Of course, all this is speculation by one who certainly believes every verse of the Bible. My point is not to convince anyone, even myself, but to encourage generous discussion of what the Bible means. We do not do well to close our minds to the possibility that we have often simply misunderstood the Bible and in the process given it a bad reputation. That has been done.
For example, when both Calvin and Luther opposed the Copernican theory employing Bible verses, in those cases they simply did not understand the Bible. People have even “proven that the earth is flat” by quoting the Bible. We do not deny the inspiration of the Bible to question interpretations.
In other words, for many thinking Evangelicals the inspiration of the Bible is not the issue. The issue is what does the Bible really teach and on what matters is it silent, focusing on what it addresses readers at a time when they by no means yet knew everything about the planet, the solar system, etc. These would give exciting revelations of God’s glory later on.
To me it is important (as they teach you in seminary) to know what a passage “meant” before trying to understand what it “means” today. I also think it is important to go one step further and ask the question “What would Jesus have said to his hearers if they had known what we know about germs?” Would He have warned them against perversions of their DNA by Satan? Would He have encouraged them to fight back and not to assume that destructive forms of life were made that way in the original creation by God? Would He have encouraged His hearers to master enough microbiology to be enabled to restore distorted forms of life to their original state? Or, would He have suggested that cancer is a perfectly normal and expect-able evolution as a famed Anglican Priest/Scientist recently stated? Would not Jesus have urged His hearers to go all out to discover what Satan has done to produce cancer and to seek to conquer this dread disease that will invade half of all males in this country before they die?

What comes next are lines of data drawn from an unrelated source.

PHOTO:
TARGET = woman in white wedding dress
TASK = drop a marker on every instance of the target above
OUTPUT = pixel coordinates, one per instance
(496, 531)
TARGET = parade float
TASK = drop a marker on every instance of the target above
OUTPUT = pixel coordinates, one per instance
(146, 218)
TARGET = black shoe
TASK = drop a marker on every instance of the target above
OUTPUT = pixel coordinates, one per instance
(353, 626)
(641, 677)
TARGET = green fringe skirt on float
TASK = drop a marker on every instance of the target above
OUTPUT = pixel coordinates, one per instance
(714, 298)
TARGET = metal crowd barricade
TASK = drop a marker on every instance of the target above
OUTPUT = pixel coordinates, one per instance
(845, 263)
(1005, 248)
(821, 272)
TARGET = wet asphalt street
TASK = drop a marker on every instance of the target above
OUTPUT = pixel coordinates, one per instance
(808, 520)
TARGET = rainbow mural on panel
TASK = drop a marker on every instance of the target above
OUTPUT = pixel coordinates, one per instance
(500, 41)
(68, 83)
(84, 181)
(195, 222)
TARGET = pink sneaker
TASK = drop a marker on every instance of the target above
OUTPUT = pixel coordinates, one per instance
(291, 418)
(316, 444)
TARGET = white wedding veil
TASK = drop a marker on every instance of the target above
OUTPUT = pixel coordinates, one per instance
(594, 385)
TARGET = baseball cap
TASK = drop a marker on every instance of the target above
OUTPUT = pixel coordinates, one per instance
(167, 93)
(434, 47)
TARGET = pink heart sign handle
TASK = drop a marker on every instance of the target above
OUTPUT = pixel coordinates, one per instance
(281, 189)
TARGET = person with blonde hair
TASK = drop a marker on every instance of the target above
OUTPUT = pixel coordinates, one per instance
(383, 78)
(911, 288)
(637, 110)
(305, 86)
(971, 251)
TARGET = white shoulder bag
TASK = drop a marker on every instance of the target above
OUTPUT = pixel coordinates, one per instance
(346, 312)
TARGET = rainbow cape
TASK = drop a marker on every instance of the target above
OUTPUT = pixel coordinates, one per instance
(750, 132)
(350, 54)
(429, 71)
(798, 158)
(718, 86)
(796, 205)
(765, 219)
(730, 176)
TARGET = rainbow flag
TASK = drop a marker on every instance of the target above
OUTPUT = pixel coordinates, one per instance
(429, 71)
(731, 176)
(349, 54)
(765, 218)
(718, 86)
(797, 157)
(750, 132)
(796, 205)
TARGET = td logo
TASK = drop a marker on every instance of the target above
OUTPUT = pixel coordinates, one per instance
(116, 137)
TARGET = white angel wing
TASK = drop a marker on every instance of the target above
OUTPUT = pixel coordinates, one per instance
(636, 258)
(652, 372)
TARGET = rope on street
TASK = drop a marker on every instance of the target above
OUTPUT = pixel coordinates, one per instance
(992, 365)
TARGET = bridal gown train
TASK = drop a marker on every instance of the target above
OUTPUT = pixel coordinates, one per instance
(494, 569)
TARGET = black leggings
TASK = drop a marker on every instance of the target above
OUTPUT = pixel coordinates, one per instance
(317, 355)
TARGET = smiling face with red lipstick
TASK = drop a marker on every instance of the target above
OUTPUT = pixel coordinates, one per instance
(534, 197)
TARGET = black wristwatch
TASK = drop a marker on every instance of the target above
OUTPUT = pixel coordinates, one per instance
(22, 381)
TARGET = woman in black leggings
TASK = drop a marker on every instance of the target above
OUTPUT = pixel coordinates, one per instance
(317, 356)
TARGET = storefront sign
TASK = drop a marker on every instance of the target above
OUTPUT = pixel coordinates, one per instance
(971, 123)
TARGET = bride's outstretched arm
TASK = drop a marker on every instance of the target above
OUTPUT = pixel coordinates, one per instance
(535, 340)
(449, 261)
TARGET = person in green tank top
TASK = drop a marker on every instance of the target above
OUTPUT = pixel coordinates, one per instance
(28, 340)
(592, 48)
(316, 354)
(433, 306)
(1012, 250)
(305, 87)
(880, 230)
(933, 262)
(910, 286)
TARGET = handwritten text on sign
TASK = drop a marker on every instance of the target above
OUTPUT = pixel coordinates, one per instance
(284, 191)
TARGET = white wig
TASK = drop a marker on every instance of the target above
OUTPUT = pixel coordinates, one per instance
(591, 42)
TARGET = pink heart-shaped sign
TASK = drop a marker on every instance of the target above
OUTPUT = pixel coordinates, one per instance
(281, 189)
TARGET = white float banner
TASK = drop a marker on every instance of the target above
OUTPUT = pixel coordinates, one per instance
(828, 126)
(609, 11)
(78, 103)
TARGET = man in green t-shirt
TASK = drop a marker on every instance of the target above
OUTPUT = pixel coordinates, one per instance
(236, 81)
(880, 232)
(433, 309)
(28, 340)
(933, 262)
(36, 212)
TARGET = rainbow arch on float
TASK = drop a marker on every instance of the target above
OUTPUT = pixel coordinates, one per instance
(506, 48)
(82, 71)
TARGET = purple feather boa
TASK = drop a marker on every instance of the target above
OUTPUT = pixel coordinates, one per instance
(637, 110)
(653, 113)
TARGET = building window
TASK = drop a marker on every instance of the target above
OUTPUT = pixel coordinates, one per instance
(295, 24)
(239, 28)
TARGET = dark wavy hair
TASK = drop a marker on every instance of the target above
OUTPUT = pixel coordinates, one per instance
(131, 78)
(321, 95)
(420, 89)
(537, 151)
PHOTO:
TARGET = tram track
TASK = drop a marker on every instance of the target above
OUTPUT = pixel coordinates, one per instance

Note that right now Evangelical theology says virtually nothing about all this. Thus, do we have a frontier of mission here, which we could not have understood without recent discoveries? Even more important is the question, “In order properly to glorify God is it necessary to distinguish what Satan is doing in this arena and avoid attributing all this evil to God?” Is our evangelism properly empowered if in a sense we are preaching about a God who is not concerned about our seeking out the origins of disease and is content with us mainly just treating the results of disease?
These are questions that come to mind.
Ralph D. Winter (12/8/24 – 5/20/09) was an American missiologist and missionary who became well-known as an advocate for pioneer outreach among unreached people groups. He founded the Roberta Winter Institute in 2001.